J Immunotoxicol. 2013 Apr-Jun;10(2):210-22. doi: 10.3109/1547691X.2012.708366. Epub 2012 Sep 11.
How aluminum adjuvants could promote and enhance non-target IgE synthesis in a genetically-vulnerable sub-population.
Terhune TD1, Deth RC.
Author information
Abstract
Aluminum-containing adjuvants increase the effectiveness of vaccination, but their ability to augment immune responsiveness also carries the risk of eliciting non-target responses, especially in genetically susceptible individuals. This study reviews the relevant actions of aluminum adjuvants and sources of genetic risk that can combine to adversely affect a vulnerable sub-population. Aluminum adjuvants promote oxidative stress and increase inflammasome activity, leading to the release of IL-1β, IL-18, and IL-33, but not the important regulatory cytokine IL-12. In addition, they stimulate macrophages to produce PGE₂, which also has a role in regulating immune responses. This aluminum-induced cytokine context leads to a T(H)2 immune response, characterized by the further release of IL-3, IL-4, IL-5, IL-9, IL-13, and IgE-potentiating factors such as sCD23. Genetic variants in cytokine genes, such as IL-4, IL-13, IL-33, and IL-18 influence the response to vaccines in children and are also associated with atopy. These genetic factors may therefore define a genetically-vulnerable sub-population, children with a family history of atopy, who may experience an exaggerated T(H)2 immune response to aluminum-containing vaccines. IL-4, sCD23, and IgE are common factors for both atopy and the immune-stimulating properties of aluminum adjuvants. IL-4 is critical in the production of IgE and total IgE up-regulation. IL-4 has also been reported to induce the production of sCD23 and trigger resting sIgM+, sIgD+ B-cells to switch to sIgE+ B-cells, making them targets for IgE-potentiating factors.
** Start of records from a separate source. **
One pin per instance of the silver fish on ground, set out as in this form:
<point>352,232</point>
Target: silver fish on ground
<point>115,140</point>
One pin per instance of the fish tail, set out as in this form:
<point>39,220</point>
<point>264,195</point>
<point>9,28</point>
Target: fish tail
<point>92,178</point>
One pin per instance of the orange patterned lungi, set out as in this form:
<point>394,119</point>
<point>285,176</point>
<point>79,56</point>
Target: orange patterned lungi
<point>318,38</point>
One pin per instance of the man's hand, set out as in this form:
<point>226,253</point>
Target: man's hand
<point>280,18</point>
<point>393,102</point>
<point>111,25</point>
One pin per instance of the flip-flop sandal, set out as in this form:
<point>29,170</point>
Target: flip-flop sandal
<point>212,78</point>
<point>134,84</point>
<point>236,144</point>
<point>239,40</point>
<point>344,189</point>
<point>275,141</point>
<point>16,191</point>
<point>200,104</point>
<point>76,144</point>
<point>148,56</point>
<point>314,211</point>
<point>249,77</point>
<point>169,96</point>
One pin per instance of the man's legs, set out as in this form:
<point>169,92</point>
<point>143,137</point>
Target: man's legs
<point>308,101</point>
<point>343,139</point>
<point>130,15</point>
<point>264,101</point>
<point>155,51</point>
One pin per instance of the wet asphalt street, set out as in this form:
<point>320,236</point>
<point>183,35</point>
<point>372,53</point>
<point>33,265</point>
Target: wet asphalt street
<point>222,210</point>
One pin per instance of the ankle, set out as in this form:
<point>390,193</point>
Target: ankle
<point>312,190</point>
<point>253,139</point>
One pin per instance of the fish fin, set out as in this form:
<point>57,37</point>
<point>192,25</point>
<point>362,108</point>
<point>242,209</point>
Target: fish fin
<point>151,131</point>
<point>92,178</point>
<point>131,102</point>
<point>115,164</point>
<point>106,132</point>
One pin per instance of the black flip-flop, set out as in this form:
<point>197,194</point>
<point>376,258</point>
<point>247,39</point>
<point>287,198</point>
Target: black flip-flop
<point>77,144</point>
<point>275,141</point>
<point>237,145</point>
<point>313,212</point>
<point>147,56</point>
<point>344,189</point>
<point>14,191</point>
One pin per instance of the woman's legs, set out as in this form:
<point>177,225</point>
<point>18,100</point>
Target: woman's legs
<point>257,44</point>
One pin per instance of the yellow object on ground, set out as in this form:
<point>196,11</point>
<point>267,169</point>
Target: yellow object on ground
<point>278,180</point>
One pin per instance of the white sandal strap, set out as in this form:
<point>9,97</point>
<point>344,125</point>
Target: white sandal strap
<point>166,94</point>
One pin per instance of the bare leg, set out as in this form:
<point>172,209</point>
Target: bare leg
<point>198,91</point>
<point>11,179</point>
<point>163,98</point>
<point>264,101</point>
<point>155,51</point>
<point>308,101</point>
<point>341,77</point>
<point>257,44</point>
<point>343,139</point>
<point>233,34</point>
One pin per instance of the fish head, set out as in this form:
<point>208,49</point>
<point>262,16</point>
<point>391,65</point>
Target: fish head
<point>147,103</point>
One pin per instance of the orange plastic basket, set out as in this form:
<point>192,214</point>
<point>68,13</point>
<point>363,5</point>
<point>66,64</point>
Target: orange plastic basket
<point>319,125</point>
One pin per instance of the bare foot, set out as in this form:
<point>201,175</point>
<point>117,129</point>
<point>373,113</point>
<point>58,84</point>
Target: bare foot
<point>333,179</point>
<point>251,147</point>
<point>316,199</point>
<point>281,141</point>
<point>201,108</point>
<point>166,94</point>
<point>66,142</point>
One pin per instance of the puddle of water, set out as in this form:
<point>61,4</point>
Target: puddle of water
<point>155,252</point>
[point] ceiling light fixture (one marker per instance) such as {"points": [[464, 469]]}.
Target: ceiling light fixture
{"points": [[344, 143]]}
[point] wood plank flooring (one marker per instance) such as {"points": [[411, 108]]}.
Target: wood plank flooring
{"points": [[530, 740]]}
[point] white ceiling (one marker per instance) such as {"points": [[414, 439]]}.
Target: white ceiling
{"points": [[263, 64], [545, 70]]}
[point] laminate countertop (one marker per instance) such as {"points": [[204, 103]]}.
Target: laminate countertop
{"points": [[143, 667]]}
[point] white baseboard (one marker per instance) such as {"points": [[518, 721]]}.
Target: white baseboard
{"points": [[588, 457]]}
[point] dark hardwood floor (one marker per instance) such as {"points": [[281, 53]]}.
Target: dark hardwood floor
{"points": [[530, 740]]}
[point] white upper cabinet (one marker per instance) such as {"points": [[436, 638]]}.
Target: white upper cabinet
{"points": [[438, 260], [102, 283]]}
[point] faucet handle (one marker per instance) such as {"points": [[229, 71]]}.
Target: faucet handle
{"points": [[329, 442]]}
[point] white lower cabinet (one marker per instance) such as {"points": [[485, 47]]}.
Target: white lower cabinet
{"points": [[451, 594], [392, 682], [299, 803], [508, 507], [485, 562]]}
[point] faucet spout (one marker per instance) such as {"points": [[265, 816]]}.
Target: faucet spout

Further, the actions of IgE-potentiating factors on sIgE+ B-cells are polyclonal and unrestricted, triggering their differentiation into IgE-forming plasma cells. These actions provide a mechanism for aluminum-adjuvant promotion and enhancement of non-target IgE in a genetically vulnerable sub-population. Identification of these individuals may decrease the risk of adverse events associated with the use of aluminum-containing vaccines.